MxiE is encoded by two overlapping open reading frames that are out of frame with each other by –1 nucleotide. During transcription, an extra nucleotide is occasionally inserted into the nascent mRNA, resulting in a continuous mxiE open reading frame (14). The second open reading frame contains mxiE codons 44 to 251. Although MxiE(44-251) cannot activate transcription (14), we repeated our copurification protocol with MBP-MxiE(44-251) to determine if IpgC forms a complex with the truncated protein. MBP-MxiE(44-251) was expressed in cis with IpgC in strain TB1/pMalMxiEIpgC [malE::mxiE(44-251) ipgC] and purified on an amylose column, as described above. Analysis of the eluate revealed that IpgC copurified with MBP-MxiE(44-251) (Fig. 2, lane 1). Furthermore, copurification occurred in the absence of a hexahistidyl tag on IpgC. The eluate also contained a significant amount of MBP as the result of proteolytic cleavage of the MBP fusion protein during purification, presumably within the flexible linker between MBP and MxiE(44-251). The amylose column eluate was diluted fourfold with a dilution buffer (10 mM Tris-Cl [pH 7.6 at room temperature], 1 mM EDTA, 10 mM β-mercaptoethanol, 15% [vol/vol] glycerol) and then applied to an anion-exchange column (HiTrap Q FF; GE Healthcare) that had been equilibrated with Q buffer (dilution buffer with 50 mM NaCl). Afterward, the bound proteins were eluted from the column with a continuous gradient of 50 to 500 mM NaCl. Analysis of selected fractions revealed that both MBP-MxiE(44-251) and IpgC passed through the anion-exchange column without retention (Fig. 2, lane 2). In contrast, MBP bound to the column and was not eluted until the concentration of NaCl exceeded 90 mM (Fig. 2, lanes 3 to 5). These results are consistent with our previous conclusion that IpgC forms a specific complex with MxiE because IpgC can be separated from MBP by anion-exchange chromatography.

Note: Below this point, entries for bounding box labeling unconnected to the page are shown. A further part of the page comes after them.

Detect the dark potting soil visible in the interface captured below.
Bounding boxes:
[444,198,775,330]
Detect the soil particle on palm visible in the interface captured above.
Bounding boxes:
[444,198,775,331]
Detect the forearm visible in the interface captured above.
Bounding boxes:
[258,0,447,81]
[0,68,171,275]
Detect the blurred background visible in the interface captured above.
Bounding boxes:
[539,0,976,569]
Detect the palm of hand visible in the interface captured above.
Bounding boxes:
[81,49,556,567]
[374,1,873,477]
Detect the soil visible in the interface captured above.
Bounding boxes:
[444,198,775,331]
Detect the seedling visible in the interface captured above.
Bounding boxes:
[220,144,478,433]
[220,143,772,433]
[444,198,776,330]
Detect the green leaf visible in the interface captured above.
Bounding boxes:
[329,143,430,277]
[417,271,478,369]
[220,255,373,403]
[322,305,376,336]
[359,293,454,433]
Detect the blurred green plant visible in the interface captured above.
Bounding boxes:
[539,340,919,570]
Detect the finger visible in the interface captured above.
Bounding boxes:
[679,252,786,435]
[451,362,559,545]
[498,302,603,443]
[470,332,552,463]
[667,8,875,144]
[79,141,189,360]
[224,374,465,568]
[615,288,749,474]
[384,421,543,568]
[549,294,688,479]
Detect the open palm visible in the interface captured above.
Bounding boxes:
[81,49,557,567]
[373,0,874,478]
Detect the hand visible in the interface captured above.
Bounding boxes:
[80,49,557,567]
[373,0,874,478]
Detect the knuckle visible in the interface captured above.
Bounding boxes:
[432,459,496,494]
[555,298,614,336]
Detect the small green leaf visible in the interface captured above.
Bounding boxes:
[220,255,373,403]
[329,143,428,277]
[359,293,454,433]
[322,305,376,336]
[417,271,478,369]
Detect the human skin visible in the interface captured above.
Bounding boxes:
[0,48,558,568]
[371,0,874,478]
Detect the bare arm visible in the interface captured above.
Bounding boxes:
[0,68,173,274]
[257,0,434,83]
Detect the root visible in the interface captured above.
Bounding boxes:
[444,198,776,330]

In our experience, the MxiE-IpgC complex is not transient. Rather, the heteromer is stable from approximately 15 mM to 1 M NaCl and resistant to the nonionic detergent Tween 20 at 0.25% (vol/vol). This is curious because previous attempts to copurify IpgC with MxiE from E. coli lysates have been unsuccessful (7). One clear methodological difference between this study and the previous work is that we used an amylose affinity column to copurify IpgC with MBP-MxiE, while the previous study used a metal ion affinity resin in an attempt to copurify His₆-IpgC with MxiE. However, it is unlikely that this difference accounts for the different experimental outcomes, because SicA was copurified with InvF-His₆ on a nickel agarose column (2). Perhaps when His₆-IpgC is in a macromolecular complex with MxiE, its hexahistidyl tag is buried and unable to interact with metal ions. Nevertheless, the results of this study demonstrate that MxiE and IpgC form a stable heteromer, as do InvF and SicA (2). This also indicates that the two systems are likely to activate transcription via a similar mechanism. Although many remaining questions must be addressed before this mechanism is fully understood, it is probable that the formation of a long-lived MxiE-IpgC or InvF-SicA complex is an essential early step.

 
We thank A. T. Maurelli and S. M. Payne for providing the strains of S. flexneri.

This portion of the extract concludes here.